September 29, 2024 –
The Twenty-sixth Sunday in Ordinary Time [Year B]

Fr. Thomas Hoisington

Numbers 11:25-29  +  James 5:1-6  +  Mark 9:38-43,45,47-48

“Would that all the people of the Lord were prophets!”

The Scripture passages this Sunday speak to the importance of just and healthy laws.  We also hear of this in the refrain to the Responsorial Psalm:  “the precepts of the Lord give joy to the heart.”  The Psalmist continues to explore this in the verses of the psalm—Psalm 19—declaring that “the law of the Lord is perfect, refreshing the soul”, and that “the ordinances of the Lord are true, all of them just.”

The purpose of law is to bring order to a community.  It allows individuals to get along with other, rather than each man, woman, and child being a law unto himself or herself.

Every law, and every person who passes, executes, or judges laws, is answerable to the Creator of all things.  God the Creator created the universe with an intrinsic order.  Every wise scientist knows that the material universe has its own intrinsic order, and will teach those willing to listen that the law of gravity, the law of entropy, and the law of conservation of matter cannot be repealed by any congress.  Every wise physician knows that the human body has its own intrinsic order, and will teach those willing to listen that one cannot pretend that an unhealthy diet, smoking, or exposure to high levels of radiation will make a human person healthier.  So it is with civil law on matters pertaining to man’s intrinsic nature.

Man can pretend to have authority over moral norms, but he does so at his own risk.  The question is whether Christians are willing to speak boldly on behalf of the intrinsic moral order by which God created man.  Modern man might take a cue from today’s First Reading.

“Would that all the people of the Lord were prophets!”  The First Reading is somewhat mysterious.  It’s mysterious not only because in this passage the “Lord came down in the cloud and spoke to Moses”.  It’s mysterious not only because the Lord took “some of the spirit that was on Moses” and “bestowed it on the seventy elders”.  It’s mysterious in how it reveals the connection between the law and the prophet.

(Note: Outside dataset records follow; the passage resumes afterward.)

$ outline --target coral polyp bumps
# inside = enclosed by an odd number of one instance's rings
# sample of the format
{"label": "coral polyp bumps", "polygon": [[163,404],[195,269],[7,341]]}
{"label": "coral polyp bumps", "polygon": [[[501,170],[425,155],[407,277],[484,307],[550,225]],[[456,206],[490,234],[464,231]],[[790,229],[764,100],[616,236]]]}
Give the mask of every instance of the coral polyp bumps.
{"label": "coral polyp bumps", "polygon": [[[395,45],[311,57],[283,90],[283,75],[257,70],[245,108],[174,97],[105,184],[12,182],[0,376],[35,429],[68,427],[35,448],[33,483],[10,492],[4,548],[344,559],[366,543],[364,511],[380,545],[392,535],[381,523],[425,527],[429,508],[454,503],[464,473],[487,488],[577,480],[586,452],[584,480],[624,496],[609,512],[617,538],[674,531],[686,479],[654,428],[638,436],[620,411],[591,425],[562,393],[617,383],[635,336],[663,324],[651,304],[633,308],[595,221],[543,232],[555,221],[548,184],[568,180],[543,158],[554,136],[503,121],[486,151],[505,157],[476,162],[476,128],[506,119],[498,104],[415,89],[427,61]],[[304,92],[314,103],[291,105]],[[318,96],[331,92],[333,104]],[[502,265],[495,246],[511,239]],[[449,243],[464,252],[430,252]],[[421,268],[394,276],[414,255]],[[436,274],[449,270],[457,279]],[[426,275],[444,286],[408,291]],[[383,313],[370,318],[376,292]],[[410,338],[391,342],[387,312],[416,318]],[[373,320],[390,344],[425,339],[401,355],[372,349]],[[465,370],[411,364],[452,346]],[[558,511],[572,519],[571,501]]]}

Each and every Christian, through her or his baptism, is called to be a prophet.  It’s easy to imagine Jesus saying during His days on earth, and also today, what Moses proclaims in the First Reading:  “Would that all the people of the Lord were prophets!”

Each culture, sub-culture, and religion has its own prophets.  Prophets may differ from one such body of persons to another.  There may be cultures, sub-cultures and religions where to be a prophet is to be nothing other than a “free spirit”, one who lets the wind blow where it wills without regard for rules and regulations, doctrines and dogmas.  But Christianity is not such a body.

The Christian prophet does not oppose the Law of the Lord.  He is precisely the one who takes risks to stand up for it, is willing to be persecuted for his witness, and knows that his life is about the Lord instead of about himself.

The Christian prophet knows that while he himself is vastly imperfect, “the law of the Lord is perfect, refreshing the soul”.  The Christian prophet knows that while he himself is often untrustworthy and simple, “the decree of the Lord is trustworthy, giving wisdom to the simple.”  The Christian prophet knows that while he himself is often false and unjust, “the ordinances of the Lord are true, all of them just.”

God asks you to serve Him as a prophet:  to defend His saving Law, which is the Law that brings order, refreshment, wisdom, truth and justice to the spirit.  This is the spirit of Jesus and His Father.  This is God the Holy Spirit, the spirit who gives everlasting life.

We live in a world today that is so topsy-turvy that it becomes more and more clear each day just how much spirit it takes to defend God’s law.  But the great English journalist G. K. Chesterton had a very optimistic view of this sort of challenge.  He noted that the “act of defending any of the cardinal virtues has today all the exhilaration of a vice.”  Would that each of us would give ourselves over to this exhilaration.  “Would that all the people of the Lord were prophets!”